それなのに、その数日後には、カンガルーが肉料理として目の前に並んでいるのだ。
――あぁ……こんなことが……
私は思わず膝から床に崩れ落ちそうになった。これは、かなりのショックだった。
なんともいえない複雑な気持ちになった。あの可愛らしいカンガルーが……
私はこの肉はプレートの上に乗せなかった。
席に戻り、この衝撃的な事実を広沢に伝えようかどうか迷った。
広沢が「おかわり」しそうな勢いで、それを頬張っていたので思いきって伝えた。
「広沢……」
「ん?」
「それ、カンガルーだってよ……」
一瞬、広沢の動きが止まった。顔には驚きの表情が貼りついている。
しかし広沢は「そうか……」とだけ言い、それを残さず食べきった。
広沢にも思うところはあっただろう。
しかし何の肉であろうと料理は料理。自分が選んだ料理は残さず食べる、偉いヤツだと思った。
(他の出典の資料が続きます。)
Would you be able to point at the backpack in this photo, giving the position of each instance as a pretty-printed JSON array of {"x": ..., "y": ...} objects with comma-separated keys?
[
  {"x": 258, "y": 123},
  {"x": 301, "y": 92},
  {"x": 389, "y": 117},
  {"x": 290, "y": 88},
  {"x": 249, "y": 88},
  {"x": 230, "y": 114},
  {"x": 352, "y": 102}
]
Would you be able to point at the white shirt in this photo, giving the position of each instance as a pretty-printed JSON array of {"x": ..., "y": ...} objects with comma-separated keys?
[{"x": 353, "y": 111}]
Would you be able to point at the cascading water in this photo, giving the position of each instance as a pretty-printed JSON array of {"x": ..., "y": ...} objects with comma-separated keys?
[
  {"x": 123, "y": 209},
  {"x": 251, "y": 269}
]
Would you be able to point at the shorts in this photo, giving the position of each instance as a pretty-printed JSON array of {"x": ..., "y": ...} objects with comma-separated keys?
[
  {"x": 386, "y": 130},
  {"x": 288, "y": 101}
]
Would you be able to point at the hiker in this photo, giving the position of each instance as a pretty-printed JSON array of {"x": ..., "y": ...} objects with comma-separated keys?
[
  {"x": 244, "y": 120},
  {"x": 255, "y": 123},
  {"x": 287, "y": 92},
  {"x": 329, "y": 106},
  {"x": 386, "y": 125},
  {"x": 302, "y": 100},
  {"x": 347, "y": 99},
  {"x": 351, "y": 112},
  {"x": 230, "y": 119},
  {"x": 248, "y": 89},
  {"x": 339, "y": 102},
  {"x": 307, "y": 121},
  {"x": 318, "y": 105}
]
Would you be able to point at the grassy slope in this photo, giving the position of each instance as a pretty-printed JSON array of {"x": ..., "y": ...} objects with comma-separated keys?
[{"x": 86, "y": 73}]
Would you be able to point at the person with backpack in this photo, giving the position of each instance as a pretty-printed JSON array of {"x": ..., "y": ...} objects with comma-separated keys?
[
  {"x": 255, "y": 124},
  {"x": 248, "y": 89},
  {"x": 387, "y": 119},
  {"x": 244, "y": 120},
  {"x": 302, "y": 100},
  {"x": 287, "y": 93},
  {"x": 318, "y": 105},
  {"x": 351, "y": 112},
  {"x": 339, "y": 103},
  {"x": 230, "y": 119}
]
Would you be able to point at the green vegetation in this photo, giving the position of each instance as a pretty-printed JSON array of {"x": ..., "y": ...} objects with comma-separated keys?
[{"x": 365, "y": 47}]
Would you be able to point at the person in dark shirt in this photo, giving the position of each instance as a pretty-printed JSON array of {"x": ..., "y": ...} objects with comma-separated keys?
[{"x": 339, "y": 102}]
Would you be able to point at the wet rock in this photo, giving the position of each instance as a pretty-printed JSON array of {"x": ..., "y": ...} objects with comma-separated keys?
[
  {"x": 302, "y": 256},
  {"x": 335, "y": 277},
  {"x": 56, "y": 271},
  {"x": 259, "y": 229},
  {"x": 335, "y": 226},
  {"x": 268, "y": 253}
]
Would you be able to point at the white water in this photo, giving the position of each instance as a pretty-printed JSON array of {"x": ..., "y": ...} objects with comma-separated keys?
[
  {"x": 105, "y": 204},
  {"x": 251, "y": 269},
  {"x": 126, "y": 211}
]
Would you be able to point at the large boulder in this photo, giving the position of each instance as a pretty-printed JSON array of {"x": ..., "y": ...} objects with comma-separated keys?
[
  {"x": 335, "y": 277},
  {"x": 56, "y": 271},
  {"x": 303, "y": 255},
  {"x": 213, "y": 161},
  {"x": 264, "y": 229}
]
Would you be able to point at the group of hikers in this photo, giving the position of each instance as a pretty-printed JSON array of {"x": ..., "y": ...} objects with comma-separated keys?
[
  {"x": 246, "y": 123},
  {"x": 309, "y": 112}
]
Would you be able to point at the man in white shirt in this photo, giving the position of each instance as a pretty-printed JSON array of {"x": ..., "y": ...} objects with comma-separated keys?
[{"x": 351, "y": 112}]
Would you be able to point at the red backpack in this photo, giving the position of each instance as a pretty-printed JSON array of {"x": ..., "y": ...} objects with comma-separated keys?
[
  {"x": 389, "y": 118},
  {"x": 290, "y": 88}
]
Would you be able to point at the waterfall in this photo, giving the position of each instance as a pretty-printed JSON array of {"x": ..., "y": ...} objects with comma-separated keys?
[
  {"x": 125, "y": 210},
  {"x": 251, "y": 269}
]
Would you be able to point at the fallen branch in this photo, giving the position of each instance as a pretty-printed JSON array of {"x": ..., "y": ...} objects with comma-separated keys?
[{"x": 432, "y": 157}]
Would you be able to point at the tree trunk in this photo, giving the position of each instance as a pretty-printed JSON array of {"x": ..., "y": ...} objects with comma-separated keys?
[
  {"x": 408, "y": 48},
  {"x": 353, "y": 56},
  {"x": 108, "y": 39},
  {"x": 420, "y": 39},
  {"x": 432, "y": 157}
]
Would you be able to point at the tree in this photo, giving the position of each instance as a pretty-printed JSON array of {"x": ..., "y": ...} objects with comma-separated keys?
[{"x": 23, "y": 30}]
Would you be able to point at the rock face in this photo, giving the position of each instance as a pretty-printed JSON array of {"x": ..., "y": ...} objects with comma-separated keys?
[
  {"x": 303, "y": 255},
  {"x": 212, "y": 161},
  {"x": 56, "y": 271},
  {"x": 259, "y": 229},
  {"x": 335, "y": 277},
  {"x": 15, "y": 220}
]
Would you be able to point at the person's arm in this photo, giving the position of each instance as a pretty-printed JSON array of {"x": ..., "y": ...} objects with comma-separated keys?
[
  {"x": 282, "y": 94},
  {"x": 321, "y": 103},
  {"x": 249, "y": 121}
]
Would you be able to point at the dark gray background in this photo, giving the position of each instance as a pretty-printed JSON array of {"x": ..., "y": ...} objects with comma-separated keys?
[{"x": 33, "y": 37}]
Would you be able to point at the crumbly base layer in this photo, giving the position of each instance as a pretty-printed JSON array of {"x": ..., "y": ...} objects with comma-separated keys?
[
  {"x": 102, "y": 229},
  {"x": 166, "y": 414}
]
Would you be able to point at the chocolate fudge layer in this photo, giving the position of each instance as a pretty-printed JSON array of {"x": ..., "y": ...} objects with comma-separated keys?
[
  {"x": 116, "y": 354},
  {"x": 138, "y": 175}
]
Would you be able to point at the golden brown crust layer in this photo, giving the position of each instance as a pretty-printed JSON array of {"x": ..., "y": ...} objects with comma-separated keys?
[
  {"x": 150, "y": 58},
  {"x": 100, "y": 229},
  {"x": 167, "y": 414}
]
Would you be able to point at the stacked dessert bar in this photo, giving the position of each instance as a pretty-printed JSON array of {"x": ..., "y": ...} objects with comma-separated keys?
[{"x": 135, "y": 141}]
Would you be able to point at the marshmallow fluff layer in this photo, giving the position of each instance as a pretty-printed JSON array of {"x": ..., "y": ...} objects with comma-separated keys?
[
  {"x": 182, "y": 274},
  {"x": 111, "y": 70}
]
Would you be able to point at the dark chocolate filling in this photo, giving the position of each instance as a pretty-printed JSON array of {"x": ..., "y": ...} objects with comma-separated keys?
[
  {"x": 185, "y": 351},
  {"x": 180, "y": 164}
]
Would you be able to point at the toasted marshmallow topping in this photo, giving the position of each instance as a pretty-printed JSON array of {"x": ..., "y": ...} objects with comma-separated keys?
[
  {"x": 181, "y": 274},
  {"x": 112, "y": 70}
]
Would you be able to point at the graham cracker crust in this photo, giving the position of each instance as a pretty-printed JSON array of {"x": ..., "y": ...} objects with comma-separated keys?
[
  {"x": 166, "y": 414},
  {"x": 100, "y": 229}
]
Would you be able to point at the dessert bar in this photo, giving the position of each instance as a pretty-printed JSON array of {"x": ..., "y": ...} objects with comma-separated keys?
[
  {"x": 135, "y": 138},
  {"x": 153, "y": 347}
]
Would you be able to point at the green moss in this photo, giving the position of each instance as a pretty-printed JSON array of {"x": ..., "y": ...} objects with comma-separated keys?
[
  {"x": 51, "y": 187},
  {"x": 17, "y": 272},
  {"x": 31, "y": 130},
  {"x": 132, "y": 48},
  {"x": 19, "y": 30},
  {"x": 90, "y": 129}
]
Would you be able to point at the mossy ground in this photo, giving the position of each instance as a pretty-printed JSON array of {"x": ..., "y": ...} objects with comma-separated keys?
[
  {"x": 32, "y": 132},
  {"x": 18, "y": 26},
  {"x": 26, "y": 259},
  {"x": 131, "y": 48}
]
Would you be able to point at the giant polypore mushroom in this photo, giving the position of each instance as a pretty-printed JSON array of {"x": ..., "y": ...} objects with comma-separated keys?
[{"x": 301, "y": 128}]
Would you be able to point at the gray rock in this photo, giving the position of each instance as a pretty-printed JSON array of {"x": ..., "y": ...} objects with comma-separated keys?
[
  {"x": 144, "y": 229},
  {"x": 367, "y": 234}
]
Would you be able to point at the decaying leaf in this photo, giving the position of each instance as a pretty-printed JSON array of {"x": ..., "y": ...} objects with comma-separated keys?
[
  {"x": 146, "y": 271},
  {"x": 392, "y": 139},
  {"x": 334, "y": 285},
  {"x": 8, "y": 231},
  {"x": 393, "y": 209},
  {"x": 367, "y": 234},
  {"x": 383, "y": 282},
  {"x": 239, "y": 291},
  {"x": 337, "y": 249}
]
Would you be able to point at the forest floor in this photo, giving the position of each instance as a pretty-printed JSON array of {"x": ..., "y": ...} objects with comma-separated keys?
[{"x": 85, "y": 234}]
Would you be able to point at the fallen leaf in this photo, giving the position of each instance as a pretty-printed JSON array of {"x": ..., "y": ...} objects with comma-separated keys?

ヤツもまた侍であった。
この出来事は本当にショッキングであった。
しかしながら、これはオーストラリアの食文化であり、日本でも普通に動物や魚の肉が料理として食卓に並べられている。
カンガルーだけが特別ではないはずである。
現に私もワニの肉はプレートの上に載せている。
――私たちは生きていくために様々な動物たちの命をいただいている
この現実を身に沁みるほど深く再確認することとなった。
調理された料理だけを見ると、それが動物には見えない。
しかし、それは紛れもなく生きていた動物。
この旅を続ける為にも、ここオーストラリアでも多くの命をいただいてきた。
その多くの命のおかげで、私たちは旅を続けることが出来ていたのである。
「俺たちは命をいただいている……」
自分に出来ることは深い感謝の念を持つことしかない。
その多くの命の為にも、しっかり人生を生きることが大切なのだ。
ふとそんなことを考えた。

生きる為に多くの命をいただいている。
この出来事は衝撃的ではあったが深い感謝の学びを得た。
そうである。

――じつのところ誰の人生にも「まだ見ぬ感謝の学び」が無限にある

旅はそれを私たちに教えてくれるのである。

次回、私たちは荒野の地に巨大な物体を目の当たりにすることとなる。

【旅のワンポイントアドバイス35】
異国の地を旅すると、珍しい料理と出会うことがある。謎の料理を見た時には、その料理が何なのかを尋ねてみる。それを知った上で食べると深い感謝の学びとなる。